The public debate about abortion, it seems, has fallen into the category of issues described by the truism that “hard cases make bad law.” Pro-life advocates are often focused on minimizing the set of exceptions to abortion bans in those states where they can get laws passed rather than tackling the harder problem of how to convince voters—who keep rejecting restrictions on abortion at the ballot box—that abortion can be safely and justly regulated and limited at all.

It may seem that Catholics are required always to implement the most comprehensive restrictions on abortion, regardless of the practical likelihood that such laws will be passed or, if passed, be enforceable. But this conflates a question of moral truth (“Can abortion ever be justified?”) with one of prudential and practical reason (“What is the best way to limit the injustice of abortion in the United States in the 21st century?”).

No less a pro-life champion than Cardinal John O’Connor recognized that support for “imperfect legislation” could be a necessary component of pro-life advocacy (see Catholic New York, 6/14/90). It is certainly the case that any achievable legislative restriction on abortion will be imperfect, from a strict moral analysis, for the foreseeable future.

What is needed, far more than a perfect abortion law, is a clear focus on the moral failure of a society in which abortion rates are rising rather than falling, in which too many women feel afraid, unable or unwilling to carry pregnancies to term and welcome new life into the world. The pro-life movement should evaluate the laws it fights for on the basis of whether or not they help us have that conversation.

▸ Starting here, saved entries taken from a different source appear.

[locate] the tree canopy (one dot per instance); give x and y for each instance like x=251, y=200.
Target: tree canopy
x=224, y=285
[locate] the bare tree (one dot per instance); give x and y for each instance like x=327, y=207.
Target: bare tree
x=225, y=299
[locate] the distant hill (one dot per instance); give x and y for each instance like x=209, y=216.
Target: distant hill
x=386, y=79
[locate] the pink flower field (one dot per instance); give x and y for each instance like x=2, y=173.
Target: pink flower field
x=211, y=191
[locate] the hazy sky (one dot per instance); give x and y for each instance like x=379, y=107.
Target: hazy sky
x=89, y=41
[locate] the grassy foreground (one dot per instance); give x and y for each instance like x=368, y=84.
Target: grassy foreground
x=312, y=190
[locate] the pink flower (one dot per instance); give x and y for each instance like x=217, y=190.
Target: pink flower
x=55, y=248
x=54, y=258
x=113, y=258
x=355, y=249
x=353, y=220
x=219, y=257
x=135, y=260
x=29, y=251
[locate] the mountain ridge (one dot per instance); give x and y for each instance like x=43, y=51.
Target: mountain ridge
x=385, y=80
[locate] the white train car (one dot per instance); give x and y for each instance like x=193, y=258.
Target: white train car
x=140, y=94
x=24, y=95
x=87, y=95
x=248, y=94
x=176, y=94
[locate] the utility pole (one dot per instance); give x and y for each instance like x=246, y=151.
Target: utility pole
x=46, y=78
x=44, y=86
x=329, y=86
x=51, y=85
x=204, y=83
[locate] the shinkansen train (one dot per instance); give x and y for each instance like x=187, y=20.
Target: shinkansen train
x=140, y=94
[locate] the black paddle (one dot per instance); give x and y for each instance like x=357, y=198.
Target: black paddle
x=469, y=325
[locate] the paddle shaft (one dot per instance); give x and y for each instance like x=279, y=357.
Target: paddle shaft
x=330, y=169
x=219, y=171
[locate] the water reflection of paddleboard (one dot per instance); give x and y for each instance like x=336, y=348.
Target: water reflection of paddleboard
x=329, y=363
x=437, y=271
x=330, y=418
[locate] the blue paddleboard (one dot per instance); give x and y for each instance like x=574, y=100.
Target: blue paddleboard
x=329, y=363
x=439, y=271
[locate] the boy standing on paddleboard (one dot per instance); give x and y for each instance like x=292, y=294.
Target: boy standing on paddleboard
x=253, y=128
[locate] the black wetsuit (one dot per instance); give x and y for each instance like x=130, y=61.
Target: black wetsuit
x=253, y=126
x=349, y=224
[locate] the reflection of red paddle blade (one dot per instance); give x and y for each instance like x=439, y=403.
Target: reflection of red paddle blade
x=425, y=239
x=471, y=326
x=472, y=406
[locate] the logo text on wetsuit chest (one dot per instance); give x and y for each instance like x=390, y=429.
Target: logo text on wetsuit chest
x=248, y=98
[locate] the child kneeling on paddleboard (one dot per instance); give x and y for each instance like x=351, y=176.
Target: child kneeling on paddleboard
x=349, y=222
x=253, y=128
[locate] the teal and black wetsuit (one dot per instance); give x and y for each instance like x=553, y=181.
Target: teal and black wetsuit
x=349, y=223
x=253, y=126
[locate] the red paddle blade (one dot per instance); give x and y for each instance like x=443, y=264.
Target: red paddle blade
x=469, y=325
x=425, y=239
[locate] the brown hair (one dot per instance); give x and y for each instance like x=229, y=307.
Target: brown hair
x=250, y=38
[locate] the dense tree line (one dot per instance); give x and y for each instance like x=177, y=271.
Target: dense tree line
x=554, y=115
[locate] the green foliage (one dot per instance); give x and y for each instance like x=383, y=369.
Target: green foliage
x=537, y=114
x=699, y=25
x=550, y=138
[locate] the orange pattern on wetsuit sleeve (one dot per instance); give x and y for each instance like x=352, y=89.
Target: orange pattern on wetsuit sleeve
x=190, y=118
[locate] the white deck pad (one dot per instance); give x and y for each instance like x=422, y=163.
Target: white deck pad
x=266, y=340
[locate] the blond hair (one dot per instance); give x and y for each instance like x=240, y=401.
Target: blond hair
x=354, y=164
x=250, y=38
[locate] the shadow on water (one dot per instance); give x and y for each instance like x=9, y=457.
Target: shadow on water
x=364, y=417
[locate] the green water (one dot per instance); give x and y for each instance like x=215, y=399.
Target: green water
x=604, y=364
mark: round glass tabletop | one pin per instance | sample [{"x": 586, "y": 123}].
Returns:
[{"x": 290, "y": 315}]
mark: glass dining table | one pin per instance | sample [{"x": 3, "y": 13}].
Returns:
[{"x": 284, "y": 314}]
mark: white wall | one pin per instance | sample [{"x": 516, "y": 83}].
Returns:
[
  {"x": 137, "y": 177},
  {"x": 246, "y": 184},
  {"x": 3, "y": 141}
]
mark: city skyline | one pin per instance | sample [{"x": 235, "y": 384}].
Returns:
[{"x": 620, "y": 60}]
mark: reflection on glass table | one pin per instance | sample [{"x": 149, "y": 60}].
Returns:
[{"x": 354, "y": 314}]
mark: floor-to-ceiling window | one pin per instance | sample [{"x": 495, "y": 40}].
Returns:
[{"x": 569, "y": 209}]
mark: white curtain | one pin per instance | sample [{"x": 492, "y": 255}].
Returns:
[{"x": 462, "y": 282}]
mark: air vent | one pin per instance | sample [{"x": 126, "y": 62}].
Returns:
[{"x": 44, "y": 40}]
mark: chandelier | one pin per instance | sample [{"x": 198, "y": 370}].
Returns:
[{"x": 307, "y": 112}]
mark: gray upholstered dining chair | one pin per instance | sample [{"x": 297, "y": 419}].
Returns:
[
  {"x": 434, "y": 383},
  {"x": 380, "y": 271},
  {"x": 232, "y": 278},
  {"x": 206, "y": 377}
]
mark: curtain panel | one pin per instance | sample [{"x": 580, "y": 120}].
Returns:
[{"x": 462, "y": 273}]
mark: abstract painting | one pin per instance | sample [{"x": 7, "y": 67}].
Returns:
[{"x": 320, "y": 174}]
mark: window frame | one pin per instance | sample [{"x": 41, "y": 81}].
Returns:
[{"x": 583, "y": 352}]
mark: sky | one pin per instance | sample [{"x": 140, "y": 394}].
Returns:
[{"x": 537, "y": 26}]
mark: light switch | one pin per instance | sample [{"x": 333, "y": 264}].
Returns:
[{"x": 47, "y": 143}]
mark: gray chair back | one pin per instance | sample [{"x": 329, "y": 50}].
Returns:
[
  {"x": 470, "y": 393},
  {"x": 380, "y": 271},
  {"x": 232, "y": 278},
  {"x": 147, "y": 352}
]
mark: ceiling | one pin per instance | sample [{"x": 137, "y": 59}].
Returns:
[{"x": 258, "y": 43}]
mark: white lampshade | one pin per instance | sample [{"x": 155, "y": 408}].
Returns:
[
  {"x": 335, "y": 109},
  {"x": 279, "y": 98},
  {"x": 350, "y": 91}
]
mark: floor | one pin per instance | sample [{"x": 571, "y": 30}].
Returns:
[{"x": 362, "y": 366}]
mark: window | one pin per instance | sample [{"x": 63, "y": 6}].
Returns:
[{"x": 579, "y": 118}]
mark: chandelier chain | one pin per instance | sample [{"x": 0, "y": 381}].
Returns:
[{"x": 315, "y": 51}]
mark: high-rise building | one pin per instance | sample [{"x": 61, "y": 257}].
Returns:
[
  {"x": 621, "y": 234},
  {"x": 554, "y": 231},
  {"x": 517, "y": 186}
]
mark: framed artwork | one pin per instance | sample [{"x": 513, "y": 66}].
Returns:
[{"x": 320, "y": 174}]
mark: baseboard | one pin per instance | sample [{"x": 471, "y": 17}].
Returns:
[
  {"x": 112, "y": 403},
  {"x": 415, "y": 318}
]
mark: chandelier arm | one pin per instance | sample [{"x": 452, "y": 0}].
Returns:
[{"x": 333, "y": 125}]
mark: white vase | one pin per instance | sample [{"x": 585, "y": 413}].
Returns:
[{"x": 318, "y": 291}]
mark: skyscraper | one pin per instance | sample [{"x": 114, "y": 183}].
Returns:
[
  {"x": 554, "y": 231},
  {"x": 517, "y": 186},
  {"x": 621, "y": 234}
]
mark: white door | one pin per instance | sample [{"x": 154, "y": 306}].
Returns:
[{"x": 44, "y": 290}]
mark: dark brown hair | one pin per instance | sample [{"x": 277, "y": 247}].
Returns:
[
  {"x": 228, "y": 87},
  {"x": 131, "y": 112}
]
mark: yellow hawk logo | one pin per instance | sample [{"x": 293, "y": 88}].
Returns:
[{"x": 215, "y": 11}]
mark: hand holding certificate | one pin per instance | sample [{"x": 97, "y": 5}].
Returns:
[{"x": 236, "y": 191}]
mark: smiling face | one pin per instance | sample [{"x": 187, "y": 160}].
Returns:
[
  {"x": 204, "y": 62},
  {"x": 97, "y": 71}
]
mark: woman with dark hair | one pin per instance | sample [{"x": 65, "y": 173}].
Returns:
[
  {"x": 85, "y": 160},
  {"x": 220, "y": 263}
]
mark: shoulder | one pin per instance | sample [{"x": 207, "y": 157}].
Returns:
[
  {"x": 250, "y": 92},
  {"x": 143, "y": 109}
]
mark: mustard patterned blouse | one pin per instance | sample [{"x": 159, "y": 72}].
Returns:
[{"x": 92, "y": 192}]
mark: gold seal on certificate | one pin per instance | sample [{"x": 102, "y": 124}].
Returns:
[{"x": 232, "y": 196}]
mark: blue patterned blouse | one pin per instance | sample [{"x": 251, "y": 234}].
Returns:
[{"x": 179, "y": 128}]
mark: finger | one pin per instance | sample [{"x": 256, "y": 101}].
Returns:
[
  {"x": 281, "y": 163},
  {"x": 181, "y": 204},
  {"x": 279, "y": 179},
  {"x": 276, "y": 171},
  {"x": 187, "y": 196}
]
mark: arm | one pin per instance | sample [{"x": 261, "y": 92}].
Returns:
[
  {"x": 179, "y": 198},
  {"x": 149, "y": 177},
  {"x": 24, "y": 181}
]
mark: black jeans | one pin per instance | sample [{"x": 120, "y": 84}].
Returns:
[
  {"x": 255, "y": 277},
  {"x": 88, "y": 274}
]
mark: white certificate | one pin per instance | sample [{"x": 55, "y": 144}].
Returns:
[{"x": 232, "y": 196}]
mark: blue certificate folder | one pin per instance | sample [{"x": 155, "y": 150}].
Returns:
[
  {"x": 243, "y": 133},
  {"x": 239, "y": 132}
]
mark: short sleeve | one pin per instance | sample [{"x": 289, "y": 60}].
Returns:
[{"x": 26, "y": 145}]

Six years ago, the longtime Catholic Worker and social justice activist Shelley Douglass wrote of her dream of a world where the mandates of justice would make both war and abortion unthinkable. The question of how to accomplish this was less a legal or moral one, she thought, than a spiritual one: What kind of world do we want? “It’s hard to imagine the kind of justice, economic justice and justice for women, that would have to exist for there really to be a world where abortion is unthinkable,” Ms. Douglass wrote. “Not illegal: unthinkable!”

Such a world would not see abortion as a right to be granted or withheld. It would be one where we do not bemoan the lack of elective abortion as an option but value the lack of it as a sign that no woman need choose it any longer.